403 (v)  Putting n = 1, PeM, SaM, ∴ SeP (Cesare).
(vi) Putting n = 1, PeM, SiM, ∴ SoP (Festino).
AEO and EAO follow à fortiori.

Figure 3. (vii) Putting n = total number of M’s, MoP, MaS, ∴ SoP (Bocardo); putting n = 1, MeP, MiS, ∴ SoP (Ferison).
(viii) Putting n = 1, MaP, MiS, ∴ SiP (Datisi).
(ix) Putting n = 1, MiP, MaS, ∴ SiP (Disamis).
Darapti and Felapton follow à fortiori.

Figure 4. (x) Putting n = 1, PiM, MaS, ∴ SiP (Dimaris).
(xi)  Putting n = 1, PaM, MeS, ∴ SeP (Camenes).
(xii) Putting n = 1, PeM, MiS, ∴ SoP (Fresison).
Bramantip, AEO, and Fesapo follow à fortiori.

EXERCISES.

346. “Whatever P and Q may stand for, we may shew à priori that some P is Q. For All PQ is Q by the law of identity, and similarly All PQ is P ; therefore, by a syllogism in Darapti, Some P is Q.” How would you deal with this paradox? [K.]

A solution is afforded by the discussion contained in section [342]; and this example seems to shew that the enquiry—how far assumptions with regard to existence are involved in syllogistic processes—is not irrelevant or unnecessary.

347. What conclusion can be drawn from the following propositions? The members of the board were all either bondholders or shareholders, but not both; and the bondholders, as it happened, were all on the board. [V.]

We may take as our premisses:
No member of the board is both a bondholder and a shareholder,
All bondholders are members of the board;
and these premisses yield a conclusion (in Celarent),
No bondholder is both a bondholder and a shareholder,
that is, No bondholder is a shareholder.

348. The following rules were drawn up for a club:—
(i) The financial committee shall be chosen from amongst the 404 general committee; (ii) No one shall be a member both of the general and library committees, unless he be also on the financial committee; (iii) No member of the library committee shall be on the financial committee.
Is there anything self-contradictory or superfluous in these rules? [VENN, Symbolic Logic, p. 331.]
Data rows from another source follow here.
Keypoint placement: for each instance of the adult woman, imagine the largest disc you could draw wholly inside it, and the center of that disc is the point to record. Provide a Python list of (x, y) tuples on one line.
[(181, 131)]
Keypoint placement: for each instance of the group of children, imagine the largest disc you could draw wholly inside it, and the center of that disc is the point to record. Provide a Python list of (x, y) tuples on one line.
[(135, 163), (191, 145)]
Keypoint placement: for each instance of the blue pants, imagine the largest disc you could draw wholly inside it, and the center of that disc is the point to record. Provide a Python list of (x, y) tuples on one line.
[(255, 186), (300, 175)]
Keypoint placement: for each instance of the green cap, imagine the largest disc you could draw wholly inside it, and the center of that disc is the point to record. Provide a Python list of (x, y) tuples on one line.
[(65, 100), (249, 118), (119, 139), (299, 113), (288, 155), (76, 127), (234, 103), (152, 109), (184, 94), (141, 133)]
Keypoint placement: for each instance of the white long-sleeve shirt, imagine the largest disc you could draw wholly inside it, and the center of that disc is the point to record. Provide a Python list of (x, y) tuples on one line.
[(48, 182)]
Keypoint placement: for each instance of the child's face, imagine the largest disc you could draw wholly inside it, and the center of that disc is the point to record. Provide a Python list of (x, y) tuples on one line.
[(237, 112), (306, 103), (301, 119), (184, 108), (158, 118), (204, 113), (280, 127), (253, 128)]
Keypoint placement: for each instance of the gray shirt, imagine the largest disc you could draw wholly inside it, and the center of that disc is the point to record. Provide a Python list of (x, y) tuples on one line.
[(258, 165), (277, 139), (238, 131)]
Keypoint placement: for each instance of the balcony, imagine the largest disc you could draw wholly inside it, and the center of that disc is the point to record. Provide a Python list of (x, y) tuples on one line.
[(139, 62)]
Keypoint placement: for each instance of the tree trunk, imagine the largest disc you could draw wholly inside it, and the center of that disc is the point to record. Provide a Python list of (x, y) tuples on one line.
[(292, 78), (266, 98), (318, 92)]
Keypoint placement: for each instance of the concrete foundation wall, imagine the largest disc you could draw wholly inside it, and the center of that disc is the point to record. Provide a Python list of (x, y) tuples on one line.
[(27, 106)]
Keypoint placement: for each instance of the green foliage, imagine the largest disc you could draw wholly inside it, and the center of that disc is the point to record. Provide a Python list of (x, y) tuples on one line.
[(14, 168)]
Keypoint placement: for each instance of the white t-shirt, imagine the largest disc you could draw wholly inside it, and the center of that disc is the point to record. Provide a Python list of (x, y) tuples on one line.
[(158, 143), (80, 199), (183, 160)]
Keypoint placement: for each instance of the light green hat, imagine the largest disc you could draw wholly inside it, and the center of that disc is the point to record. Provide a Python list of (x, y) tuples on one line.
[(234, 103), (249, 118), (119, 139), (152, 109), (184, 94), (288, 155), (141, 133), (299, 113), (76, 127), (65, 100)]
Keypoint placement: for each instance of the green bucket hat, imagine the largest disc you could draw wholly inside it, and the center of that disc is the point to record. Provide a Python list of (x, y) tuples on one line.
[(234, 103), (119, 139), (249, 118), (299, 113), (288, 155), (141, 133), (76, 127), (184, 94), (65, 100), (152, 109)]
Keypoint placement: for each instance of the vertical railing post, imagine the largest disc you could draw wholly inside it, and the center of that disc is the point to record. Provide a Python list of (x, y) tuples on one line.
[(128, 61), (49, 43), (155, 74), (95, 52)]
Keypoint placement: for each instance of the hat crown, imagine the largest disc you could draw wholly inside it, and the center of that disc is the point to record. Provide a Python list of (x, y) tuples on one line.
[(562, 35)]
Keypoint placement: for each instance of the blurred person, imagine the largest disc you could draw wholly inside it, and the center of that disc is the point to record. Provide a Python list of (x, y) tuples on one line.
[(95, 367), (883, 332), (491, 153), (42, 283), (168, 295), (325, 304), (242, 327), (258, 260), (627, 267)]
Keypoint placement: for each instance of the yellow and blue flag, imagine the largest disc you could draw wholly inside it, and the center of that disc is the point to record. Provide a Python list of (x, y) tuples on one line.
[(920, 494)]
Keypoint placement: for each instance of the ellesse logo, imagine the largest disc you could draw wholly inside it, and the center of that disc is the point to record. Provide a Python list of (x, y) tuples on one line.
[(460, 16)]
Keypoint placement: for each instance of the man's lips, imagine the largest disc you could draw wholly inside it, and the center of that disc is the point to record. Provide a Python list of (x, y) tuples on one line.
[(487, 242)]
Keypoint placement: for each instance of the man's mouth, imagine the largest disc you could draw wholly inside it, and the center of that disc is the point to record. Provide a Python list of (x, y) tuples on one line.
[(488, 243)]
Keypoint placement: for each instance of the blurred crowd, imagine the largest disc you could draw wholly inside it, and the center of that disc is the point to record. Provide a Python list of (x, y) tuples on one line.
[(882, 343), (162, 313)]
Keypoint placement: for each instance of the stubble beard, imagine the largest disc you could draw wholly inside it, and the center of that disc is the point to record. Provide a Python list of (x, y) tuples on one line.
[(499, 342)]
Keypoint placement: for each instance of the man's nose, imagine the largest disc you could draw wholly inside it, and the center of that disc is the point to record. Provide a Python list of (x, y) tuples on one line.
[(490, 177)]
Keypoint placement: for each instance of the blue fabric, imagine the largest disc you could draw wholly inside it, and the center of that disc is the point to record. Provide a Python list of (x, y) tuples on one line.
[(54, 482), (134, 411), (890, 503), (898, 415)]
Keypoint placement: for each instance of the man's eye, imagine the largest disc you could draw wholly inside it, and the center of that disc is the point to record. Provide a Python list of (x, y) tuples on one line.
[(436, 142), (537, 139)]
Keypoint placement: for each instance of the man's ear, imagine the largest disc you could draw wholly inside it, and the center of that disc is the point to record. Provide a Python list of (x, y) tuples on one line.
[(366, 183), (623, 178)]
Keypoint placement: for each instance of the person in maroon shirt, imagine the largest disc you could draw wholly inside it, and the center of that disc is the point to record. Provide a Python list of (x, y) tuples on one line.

Let F = member of the financial committee,
G = member of the general committee,
L = member of the library committee.
The above rules may then be expressed symbolically as follows:—
(i) All F is G ;
(ii) If any L is G, that L is F ;
(iii) No L is F.
From (ii) and (iii) we obtain (iv) No L is G.
The rules may therefore be written in the form,
(1) All F is G,
(2) No L is G,
(3) No L is F.
But in this form (3) is deducible from (1) and (2).
Hence all that is contained in the rules as originally stated may be expressed by (1) and (2); that is, the rules as originally stated were partly superfluous, and they may be reduced to
(1) The financial committee shall be chosen from amongst the general committee;
(2) No one shall be a member both of the general and library committees.
If (ii) is interpreted as implying that there are some individuals who are on both the general and library committees, then it follows that (ii) and (iii) are inconsistent with each other.